A panel with the U.S. Court of Appeals for the 11th Circuit ruled Feb. 19 that a historic 34-foot cross can remain at Bayview Park in Pensacola, Florida, reversing an earlier decision by the same court.
In May 2016, the American Humanist Association and the Freedom From Religion Foundation filed a lawsuit against the city of Pensacola on behalf of four individuals claiming that the cross violated the Constitution’s Establishment Clause.
In June 2017, U.S. District Judge Roger Vinson ruled against the 79-year-old cross, concluding that it failed the Lemon Test, which states that state-supported religious entities must have a secular purpose. But in his decision, Vinson also wrote that he believed the U.S. founders “would have most likely found this lawsuit absurd.”
A three-judge panel of the 11th Circuit unanimously upheld Vinson’s ruling in September 2018. But after the Supreme Court ruled 7-2 in favor of the Bladensburg Cross in Maryland last June, the high court ordered the circuit court to rehear the Pensacola case.
In light of the Supreme Court’s decision, the 11th Circuit changed course, acknowledging that the Florida cross has become “embedded in the fabric of the Pensacola community” and that removing it could “strike many as aggressively hostile to religion.”

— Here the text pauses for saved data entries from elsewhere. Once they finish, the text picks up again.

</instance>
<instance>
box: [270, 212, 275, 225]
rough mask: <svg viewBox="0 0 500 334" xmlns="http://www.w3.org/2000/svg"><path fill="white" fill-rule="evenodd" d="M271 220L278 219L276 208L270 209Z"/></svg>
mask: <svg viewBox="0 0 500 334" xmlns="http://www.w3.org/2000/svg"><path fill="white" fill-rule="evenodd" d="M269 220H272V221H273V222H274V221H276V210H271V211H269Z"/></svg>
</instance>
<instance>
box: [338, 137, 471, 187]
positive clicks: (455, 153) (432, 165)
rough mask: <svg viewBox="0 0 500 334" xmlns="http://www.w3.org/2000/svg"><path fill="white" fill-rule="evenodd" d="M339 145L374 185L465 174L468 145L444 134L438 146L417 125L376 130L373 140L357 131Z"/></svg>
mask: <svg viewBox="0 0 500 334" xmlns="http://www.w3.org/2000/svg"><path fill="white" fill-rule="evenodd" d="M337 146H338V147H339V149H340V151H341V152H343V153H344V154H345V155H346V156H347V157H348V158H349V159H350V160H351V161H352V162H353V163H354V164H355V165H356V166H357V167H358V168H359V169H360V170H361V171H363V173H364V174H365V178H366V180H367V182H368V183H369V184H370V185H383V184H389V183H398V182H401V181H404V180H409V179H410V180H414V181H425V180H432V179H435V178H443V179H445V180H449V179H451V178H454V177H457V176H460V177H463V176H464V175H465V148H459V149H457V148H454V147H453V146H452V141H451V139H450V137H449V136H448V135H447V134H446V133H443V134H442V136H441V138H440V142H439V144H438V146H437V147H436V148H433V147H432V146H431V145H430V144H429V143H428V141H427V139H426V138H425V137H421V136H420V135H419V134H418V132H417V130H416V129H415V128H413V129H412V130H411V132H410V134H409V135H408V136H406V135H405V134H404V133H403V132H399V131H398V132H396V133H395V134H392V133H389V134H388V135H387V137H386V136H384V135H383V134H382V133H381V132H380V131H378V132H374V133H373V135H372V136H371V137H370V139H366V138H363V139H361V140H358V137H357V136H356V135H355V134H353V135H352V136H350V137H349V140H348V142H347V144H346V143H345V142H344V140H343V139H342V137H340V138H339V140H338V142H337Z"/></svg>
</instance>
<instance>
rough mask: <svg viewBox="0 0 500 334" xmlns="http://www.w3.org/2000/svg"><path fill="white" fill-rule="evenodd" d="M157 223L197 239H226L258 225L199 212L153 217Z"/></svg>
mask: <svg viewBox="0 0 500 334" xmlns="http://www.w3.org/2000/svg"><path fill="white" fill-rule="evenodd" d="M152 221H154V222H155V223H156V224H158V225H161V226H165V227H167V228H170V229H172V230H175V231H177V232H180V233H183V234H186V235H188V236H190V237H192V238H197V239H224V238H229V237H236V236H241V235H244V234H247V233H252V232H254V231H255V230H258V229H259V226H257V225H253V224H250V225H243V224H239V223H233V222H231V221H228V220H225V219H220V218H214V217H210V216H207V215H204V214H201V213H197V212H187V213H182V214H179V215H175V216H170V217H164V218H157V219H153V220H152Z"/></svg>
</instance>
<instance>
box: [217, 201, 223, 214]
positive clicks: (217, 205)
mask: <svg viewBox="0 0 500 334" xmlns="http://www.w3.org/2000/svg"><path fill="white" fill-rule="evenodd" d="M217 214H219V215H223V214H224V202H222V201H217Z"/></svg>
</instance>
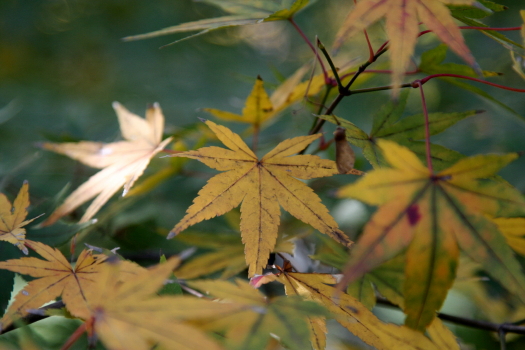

“The Supreme Court made clear in [the Bladensburg] decision that the days of government roaming the land to scrub all public symbols of faith are over,” said Michael Berry, general counsel for religious liberty firm First Liberty Institute. “We’re thrilled to see our victory in that case already making an impact and protecting religious freedom across the country.”
“The Supreme Court has now made clear that religious symbols are an important part of our nation’s history and culture,” affirmed Luke Goodrich, vice president and senior counsel at Becket, the religious liberty law firm that represented the city.
Franklin Graham took to social media to celebrate the ruling: “Thankful for the ruling by the U.S. 11th Circuit Court of Appeals that Pensacola’s Bayview Park cross can stay on city property because it does not violate the Establishment Clause of the Constitution.”
While Freedom From Religion Co-President Annie Laurie Gaylor claims that the cross promotes the discrimination of non-Christians, many Pensacola residents say that the monument stands as a symbol of unity within their community. Built in 1941 as the U.S. was preparing to enter World War II, the cross has served as a location for Easter sunrise services, Veteran’s Day and Memorial Day remembrances and many other community gatherings.
“Pensacola is a city with a rich and diverse history. The Bayview Cross is an important part of that history as a symbol of our community’s coming together during a national crisis,” said Grover C. Robinson IV, mayor of Pensacola. “We are pleased by the court’s ruling in this case, and today we celebrate our long-awaited victory and the preservation of the Bayview Cross.”
Above: The Bayview Park Cross in Pensacola, Florida.